Yalan haber beklenen ilgiyi görmeyince de, propagandanın ikinci adımına geçildi. Geçmişte Mustafa Kemal üzerinden Türkiye’ye hakaret eden ve uzun süre erişim engeli uygulanan Wikipedia, BAE’nin bu yalanını İngilizce versiyonuna taşıdı ve Yaşar Güler’in biyografisine ‘ölüm tarihini’ ekledi. Sitede, Org. Yaşar Güler’in 6 Temmuz’da Libya’da hayatını kaybettiği yalanı resmi sayfadan duyuruldu. Kısa süre sonra düzeltme gelse de, BAE ve sahipleri için amaç hâsıl olmuş oldu.
Sahte Yazarlarla Türkiye Düşmanlığı
Geçtiğimiz hafta, ABD’de ortaya çıkan bir medya skandalı, BAE’nin yalan operasyonlarının genişliğini bir kez daha ortaya koydu.

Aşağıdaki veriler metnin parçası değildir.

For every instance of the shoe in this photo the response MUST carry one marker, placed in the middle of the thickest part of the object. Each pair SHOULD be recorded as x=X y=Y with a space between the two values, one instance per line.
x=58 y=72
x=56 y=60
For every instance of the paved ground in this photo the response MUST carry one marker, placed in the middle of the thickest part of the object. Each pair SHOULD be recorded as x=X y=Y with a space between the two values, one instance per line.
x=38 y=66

Amerika’daki savaş yanlısı medyada yayınlanan onlarca makalenin, uydurulmuş ve aslında hiç olmayan yazarlar tarafından hazırlandığı, bu operasyonun arkasında ise BAE’nin olduğu belirlendi.

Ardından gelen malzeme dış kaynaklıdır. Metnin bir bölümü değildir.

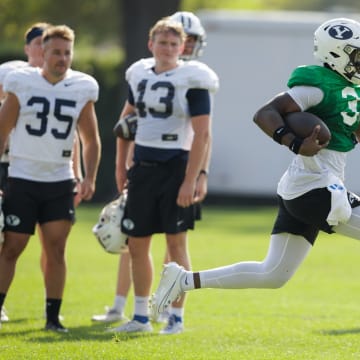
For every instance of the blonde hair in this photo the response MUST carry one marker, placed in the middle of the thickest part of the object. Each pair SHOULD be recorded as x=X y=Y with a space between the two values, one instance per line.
x=59 y=31
x=167 y=25
x=35 y=30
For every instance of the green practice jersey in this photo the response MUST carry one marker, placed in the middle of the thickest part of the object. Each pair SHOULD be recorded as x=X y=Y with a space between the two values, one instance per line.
x=340 y=106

İsrail ve Arap ülkelerinde ‘ABD medyasında yayınlanan bir makaleye göre’ maskesiyle verilen ve ‘uzman analistler’ tarafından yazıldığı belirtilen yazılar, aslında üretilmiş sahte kimliklerle BAE tarafından piyasaya sürülen operasyon araçlarıydı. Skandalı ortaya çıkaran Daily Beast’e göre en az 20 sahte ‘analist’, 50’ye yakın gazete ve internet sitesinde 100 kadar makale yayınlamıştı. Makalelerin ortak özelliği ise, Türkiye, Katar ve İran’ı hedef almaları ve BAE’nin politikalarını haklı çıkarma çabaları. Aralarında Jerusalem Post’un da olduğu söz konusu site ve gazeteler, skandal ortaya çıkınca bu sözde yazarların sayfalarını kaldırdı. Twitter bu hesapları askıya aldı. Yahoo ve Google ise veri depolarında bu yazıların temizliğine başladı. BAE’ye ihale edilmiş böyle kaç tane daha ‘sahte hesap’ olduğu bilinmiyor. Ama BAE ise operasyonlarına şimdilik ülkemizde de olduğu gibi ‘kime hizmet ettiği bilinmeyen’ meşhur gazetecilerle devam etmek zorunda.